Lancé en 1994, le géant Amazon était au départ destiné à devenir "la plus grande librairie au monde".

Lancé en 1994, le géant Amazon était au départ destiné à devenir "la plus grande librairie au monde". © Feed Manager

  • Amazon utilise l'intelligence artificielle comme arme de séduction. Le groupe vient d'exporter une technologie de contrôle vocal, Alexa, désormais intégrée dans plus d'une centaine d'objets connectés fabriqués par des constructeurs tiers. Cette technologie parle, répond aux besoins de l'utilisateur et enregistre toutes les discussions. Un peu à l'image du Big Brother, selon certains utilisateurs.
  • Mais le leader de l'e-commerce règne surtout sur le cloud, le stockage de données et les services informatiques aux entreprises. Pionnier du secteur, Amazon compte plus d'un million de clients, dont Netflix. Amazon Web Services représente un tiers du marché mondial de l'infrastructure Cloud, soit plus que Microsoft, Google et IBM réunis.

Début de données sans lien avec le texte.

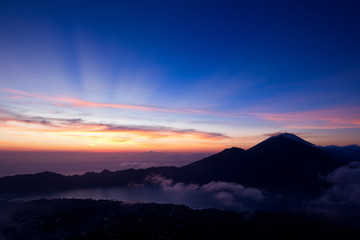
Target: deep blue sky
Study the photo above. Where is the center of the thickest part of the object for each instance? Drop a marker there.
(247, 68)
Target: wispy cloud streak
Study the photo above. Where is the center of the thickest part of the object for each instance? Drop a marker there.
(79, 125)
(316, 119)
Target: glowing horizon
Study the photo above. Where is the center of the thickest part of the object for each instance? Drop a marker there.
(69, 82)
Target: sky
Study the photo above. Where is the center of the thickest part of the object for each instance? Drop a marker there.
(177, 76)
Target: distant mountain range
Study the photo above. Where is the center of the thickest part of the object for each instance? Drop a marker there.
(283, 164)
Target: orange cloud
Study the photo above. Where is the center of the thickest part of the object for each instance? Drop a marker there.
(76, 134)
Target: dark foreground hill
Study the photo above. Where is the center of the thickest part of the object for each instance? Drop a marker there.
(90, 219)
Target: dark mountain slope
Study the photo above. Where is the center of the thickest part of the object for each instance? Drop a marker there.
(284, 163)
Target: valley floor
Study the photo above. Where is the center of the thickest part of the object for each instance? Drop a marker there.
(104, 219)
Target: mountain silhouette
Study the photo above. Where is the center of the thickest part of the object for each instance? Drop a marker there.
(284, 164)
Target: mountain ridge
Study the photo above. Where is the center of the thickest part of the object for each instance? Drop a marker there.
(284, 163)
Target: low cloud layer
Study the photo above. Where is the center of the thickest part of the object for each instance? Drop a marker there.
(343, 197)
(216, 194)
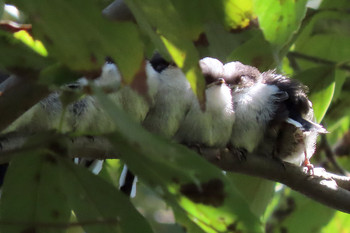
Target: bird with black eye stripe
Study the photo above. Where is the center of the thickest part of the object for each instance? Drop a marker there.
(172, 101)
(211, 126)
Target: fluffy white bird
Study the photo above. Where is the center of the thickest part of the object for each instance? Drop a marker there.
(211, 127)
(273, 114)
(172, 101)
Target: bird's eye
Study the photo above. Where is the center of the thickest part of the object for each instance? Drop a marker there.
(159, 63)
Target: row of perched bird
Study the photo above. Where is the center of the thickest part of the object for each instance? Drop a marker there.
(245, 110)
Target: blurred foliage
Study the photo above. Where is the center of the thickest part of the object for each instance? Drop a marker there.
(45, 192)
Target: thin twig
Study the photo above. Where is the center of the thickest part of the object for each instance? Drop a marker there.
(330, 155)
(318, 60)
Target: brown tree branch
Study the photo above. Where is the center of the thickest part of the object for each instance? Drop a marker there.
(327, 188)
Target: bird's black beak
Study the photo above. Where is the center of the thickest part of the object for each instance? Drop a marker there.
(218, 82)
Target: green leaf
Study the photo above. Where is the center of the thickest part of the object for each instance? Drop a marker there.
(36, 45)
(221, 42)
(82, 38)
(332, 4)
(298, 214)
(321, 83)
(339, 223)
(57, 74)
(98, 205)
(184, 180)
(2, 5)
(256, 52)
(111, 171)
(258, 192)
(17, 57)
(279, 20)
(32, 197)
(181, 49)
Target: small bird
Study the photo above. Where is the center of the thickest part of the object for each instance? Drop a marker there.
(293, 130)
(212, 127)
(273, 115)
(172, 101)
(86, 115)
(254, 104)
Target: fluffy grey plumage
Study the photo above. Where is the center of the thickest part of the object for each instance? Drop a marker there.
(273, 114)
(254, 104)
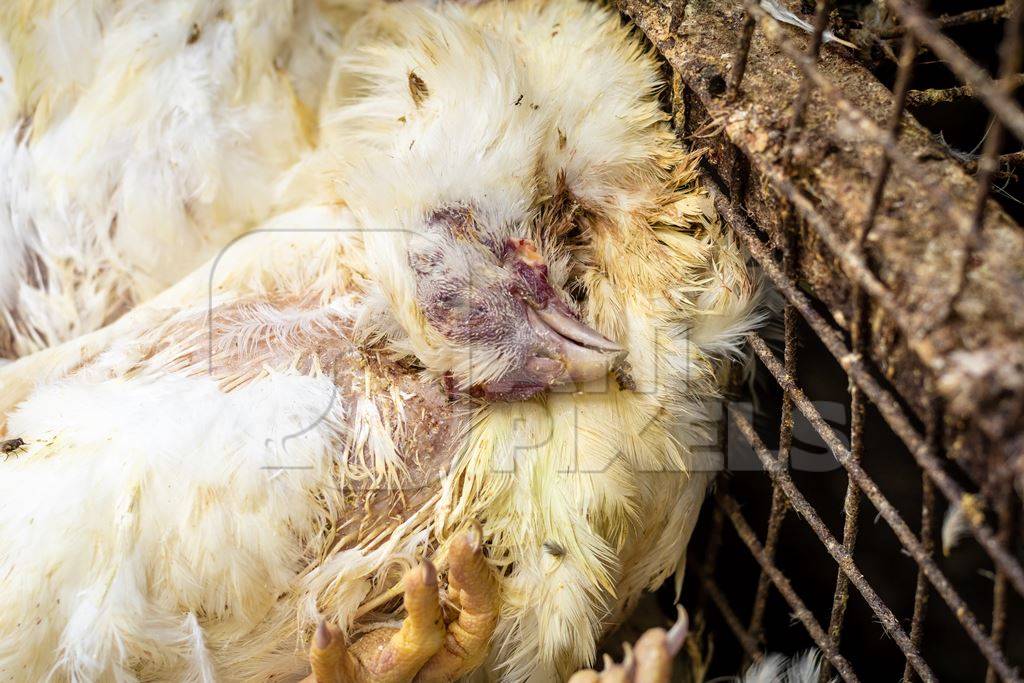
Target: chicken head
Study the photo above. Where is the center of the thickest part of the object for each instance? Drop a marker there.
(494, 300)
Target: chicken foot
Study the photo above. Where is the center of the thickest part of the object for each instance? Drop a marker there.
(425, 649)
(648, 662)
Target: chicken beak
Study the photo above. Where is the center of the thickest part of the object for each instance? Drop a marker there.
(585, 353)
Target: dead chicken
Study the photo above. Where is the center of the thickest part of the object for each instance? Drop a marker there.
(136, 138)
(498, 297)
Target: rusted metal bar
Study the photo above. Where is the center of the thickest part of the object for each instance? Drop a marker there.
(921, 590)
(742, 56)
(963, 18)
(890, 409)
(1012, 54)
(843, 558)
(778, 500)
(999, 587)
(967, 71)
(822, 7)
(1012, 159)
(908, 52)
(934, 437)
(745, 640)
(836, 165)
(973, 16)
(933, 96)
(851, 503)
(747, 535)
(960, 608)
(852, 262)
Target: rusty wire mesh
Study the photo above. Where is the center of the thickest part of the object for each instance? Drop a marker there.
(920, 422)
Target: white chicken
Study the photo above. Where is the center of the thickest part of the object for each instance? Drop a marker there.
(135, 139)
(422, 341)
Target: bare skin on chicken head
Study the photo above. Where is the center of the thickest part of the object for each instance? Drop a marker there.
(496, 300)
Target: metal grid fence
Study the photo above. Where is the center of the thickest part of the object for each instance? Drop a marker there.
(922, 437)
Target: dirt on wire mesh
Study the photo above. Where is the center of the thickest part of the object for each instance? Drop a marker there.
(973, 353)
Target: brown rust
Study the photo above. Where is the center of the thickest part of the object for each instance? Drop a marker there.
(975, 356)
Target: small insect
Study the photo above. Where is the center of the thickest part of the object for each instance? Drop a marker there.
(554, 549)
(10, 445)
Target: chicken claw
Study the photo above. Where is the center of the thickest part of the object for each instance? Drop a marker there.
(649, 662)
(424, 649)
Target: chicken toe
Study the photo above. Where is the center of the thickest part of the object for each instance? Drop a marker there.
(649, 662)
(385, 655)
(473, 589)
(424, 648)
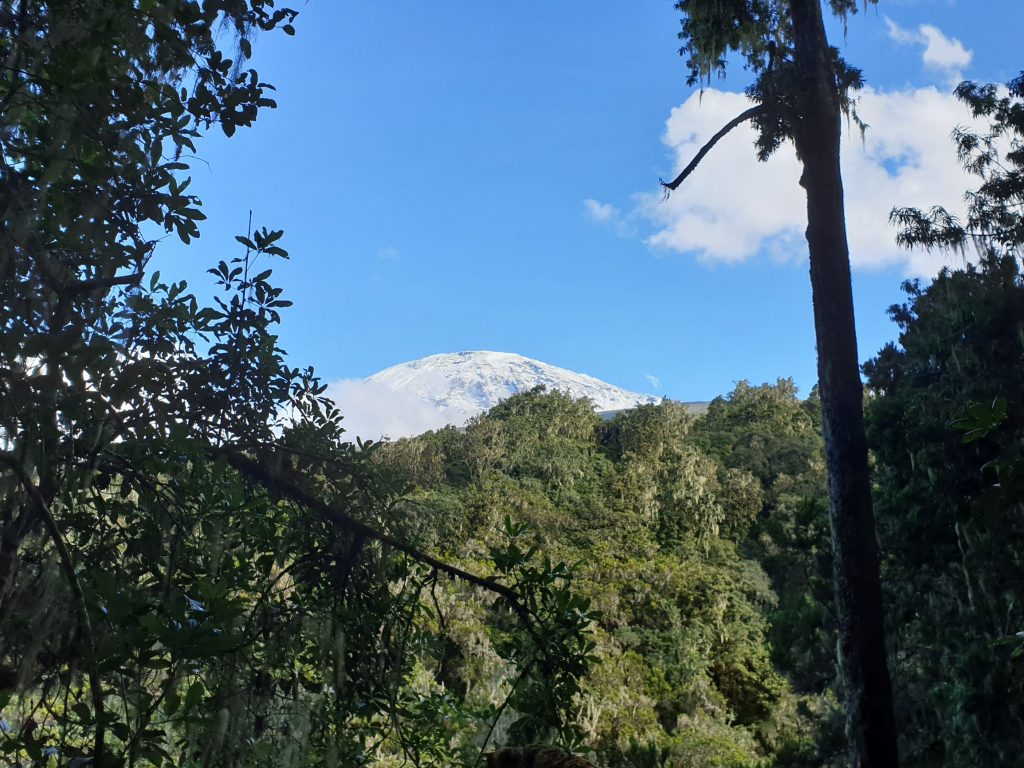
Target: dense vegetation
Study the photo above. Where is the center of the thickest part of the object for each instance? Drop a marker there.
(198, 569)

  • Après avoir bousculé le commerce, l'édition, la vidéo et le stockage en ligne, Amazon a désormais la publicité dans son collimateur. Selon le cabinet Morgan Stanley, Amazon pourrait d'ici 3 ans réaliser 7 milliards de dollars de chiffre d'affaires grâce à la publicité, qui est le nerf de la guerre pour Google et Facebook. Ses 250 millions de visiteurs uniques par mois dans le monde font saliver de plus en plus d'annonceurs.
  • Le groupe développe aussi ses capacités dans les transports, qu'ils soient terrestres, maritimes ou aériens. Flotte d'avion-cargo, drones ou remorques... La livraison est l'un des enjeux les plus importants pour les sociétés d'e-commerce, qui cherchent des voies alternatives pour acheminer les colis au prix le plus bas.
  • Le géant du commerce en ligne prévoit de créer cette année 1.500 emplois en France et 5.000 au Royaume-Uni. Dans un plan plus large, ce sont au total 15.000 emplois qu'Amazon compte créer cette année en Europe. "Ces postes permettront des livraisons encore plus rapides, plus de choix et une meilleure qualité", assure Doug Gurr, le directeur pour le Royaume-Uni d'Amazon, dans un contexte marqué par de nouveaux scandales quant aux conditions de travail dans l'entreprise.